No obstante, en esas latitudes no debe confundirse con la perturbadora creencia de que hay objetos que tienen un poder especial, que sería una superstición o derivaciones fetichistas, conductas que por cierto el budismo desecha contundentemente y afirmando que sólo el ser humano tiene un valor inherente, mas no una corbata, sombrero, revista o cualquier artículo de que se trate.
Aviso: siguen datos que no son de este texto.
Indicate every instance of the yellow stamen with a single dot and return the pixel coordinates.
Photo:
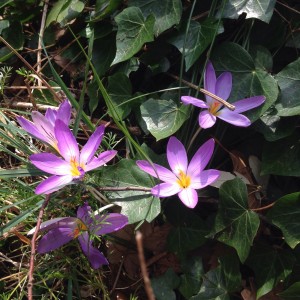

Pienso entonces en el ejemplo de una reina que no añade nada a ella por más abigarrada o barroca que sea su vestimenta, o a la Venus de Milo, si acaso ligeramente estorbada su belleza por la levedad de una túnica…y mejor de bikinis ni hablamos.

Por fortuna, la razón nos alerta en automático frente a cualquier decadente  rito mágico o colgajo de amuletos , a fin de dejar a salvo en el nicho de la memoria recuerdos fraternales.

Pero más allá de la literatura infantil o el cómic, cada uno de nosotros, tal cual lo sostiene Ortega y Gasset, responde al “Yo y mi circunstancia”, que asimismo estimo blinda esos escondrijos amorosos y entrañables en el catálogo memorioso, ya endulzados o archivados en la franja de lo agridulce, así sea una bufanda, bolsa, collar o aretes, que un cinturón, tenis y hasta un amarre en la muñeca.

En lo personal, cito brevemente unas cuantas prendas que quedaron archivadas en mi emoción, aunque sin el ánimo de fútiles intercambios psicoanalíticos: aquella indumentaria de vaquero que en  mi niñez apareció bajo el árbol, navideño; el inolvidable reloj cuando cumplí  medio siglo de vida obsequiado por quien era mi esposa (de la que lamentablemente enviudé)y  mis maravillosos hijas e hijas, así como sus manualidades elaboradas en la escuela como regalos en fechas conmemorativas,  llenas de ternura y cariño; una camiseta de algodón, simulando un saco de esmoquin, en la que me enfundaba en las cenas de Navidad y Año Nuevo para eludir jocosamente las formalidades caseras de ponerme  un traje en esas celebraciones tan tradicionales; una corbata de diseño exclusivo, pletórica de amorosas manzanas trazadas a mano por Martha, mi gran compañera; y por qué  no, aludir a una especie de vestimenta intelectual, con libros y más libros…Ah, y un suéter de franjas blancas y amarillas, que adquirí con mi primer sueldo y a su vez provocó que mi novia de aquellos días me dijera que parecía un tigre, sin que yo lo creyera y menos sintiera convertirme en ese feroz felino, pues de haber deseado optar por un animal en las parcelas de la imaginería lúdica, hubiera preferido ser un águila porque volar es casi lo único que por sí mismo se le imposibilita a la condición humana, dicho todo esto con una caravana y sombrero en mano, para no desentonar.